The projects structure is meant to be used with a version control system like git. But we configured the template such that all data directories are excluded from version control.
Data
The raw_data directory is intended to hold the raw data as saved by the acquisition systems. In processed_data outputs generated by scripts in the source directory are stored. These data could for example be segmentation masks or tables of extracted measurements. The results directory usually contains a condensed version of processed_data, like figures, tables, and final reports.
Note
If you are working on a unix based system, we recommend to create symbolic links to your raw data in the raw_data
directory. This way you can keep the original data in its original location and still have it accessible in your project.
Workflow Development
When developing a new image processing or analysis step you most likely need to test things out first. The sandbox directory is meant for this purpose. It is a place to test out new ideas and develop new processing steps. Anything inside the sandbox is not considered final and is not used to generate processed_data or results.
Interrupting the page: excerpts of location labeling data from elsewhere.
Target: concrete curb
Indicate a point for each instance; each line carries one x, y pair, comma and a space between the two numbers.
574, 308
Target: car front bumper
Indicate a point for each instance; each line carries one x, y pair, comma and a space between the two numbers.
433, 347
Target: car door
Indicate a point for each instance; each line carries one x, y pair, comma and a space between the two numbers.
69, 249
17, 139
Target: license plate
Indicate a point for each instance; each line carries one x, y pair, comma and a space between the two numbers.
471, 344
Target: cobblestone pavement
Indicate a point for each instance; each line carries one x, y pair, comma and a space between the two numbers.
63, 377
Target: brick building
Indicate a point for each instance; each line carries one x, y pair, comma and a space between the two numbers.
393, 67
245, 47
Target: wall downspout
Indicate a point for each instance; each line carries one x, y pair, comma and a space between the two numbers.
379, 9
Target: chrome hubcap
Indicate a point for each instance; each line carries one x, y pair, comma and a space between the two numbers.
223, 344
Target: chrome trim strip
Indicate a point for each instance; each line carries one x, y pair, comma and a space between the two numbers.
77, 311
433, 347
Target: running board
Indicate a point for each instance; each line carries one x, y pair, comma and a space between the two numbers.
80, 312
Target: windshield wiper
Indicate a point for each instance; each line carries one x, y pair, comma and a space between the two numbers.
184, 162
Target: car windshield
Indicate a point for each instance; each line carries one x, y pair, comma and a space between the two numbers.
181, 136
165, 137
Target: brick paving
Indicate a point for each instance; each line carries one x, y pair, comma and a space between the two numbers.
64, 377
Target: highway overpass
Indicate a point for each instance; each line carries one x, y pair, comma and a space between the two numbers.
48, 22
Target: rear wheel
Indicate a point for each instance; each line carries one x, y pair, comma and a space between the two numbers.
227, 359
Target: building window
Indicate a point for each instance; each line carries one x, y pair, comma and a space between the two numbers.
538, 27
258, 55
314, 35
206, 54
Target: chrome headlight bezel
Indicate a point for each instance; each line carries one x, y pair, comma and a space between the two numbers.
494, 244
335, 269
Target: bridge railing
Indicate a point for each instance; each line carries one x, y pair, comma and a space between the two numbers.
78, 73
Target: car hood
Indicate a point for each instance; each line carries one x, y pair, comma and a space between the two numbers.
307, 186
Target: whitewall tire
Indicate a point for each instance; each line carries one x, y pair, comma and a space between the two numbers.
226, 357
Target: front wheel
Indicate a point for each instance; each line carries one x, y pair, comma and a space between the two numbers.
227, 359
Once a processing step is stable, and you want to use it to generate reproducible outputs, you will move it to the source directory. The source directory contains all scripts that are used to generate processed_data and results. Moving a script from sandbox to source also means that you should start documenting the script and make it configurable. While you can hard-code paths and parameters in sandbox, you should use configuration files in source to facilitate re-using the same script on different data.
Applying a Workflow
With a versioned processing script ready in source it is time to apply it to your data. To keep track of configuration files and outputs generated by the script, we use the runs directory. Where you should create a new sub-directory for each dataset. Inside this sub-directory the config files for the scripts are stored and executed from. The outputs are stored in a sub-directory of processed_data or results with the same name as the run-directory.
Info
The runs directory is included in version control but is up to you to commit them after each run. This way you can keep track of which config file was used with which version of the code to produce a given output.
Documentation
In docs a mkdocs-material project is set up to render a nice website with your documentation. The documentation is meant to be used to describe the project and the processing steps in detail, in particular how to execute them.
Info
To render the documentation locally you can run pixi run show_docs
. This will start a local server and you can view the documentation in your browser. To render a static version use the command pixi run build_docs
and your documentation will be available in the root_dir/site directory.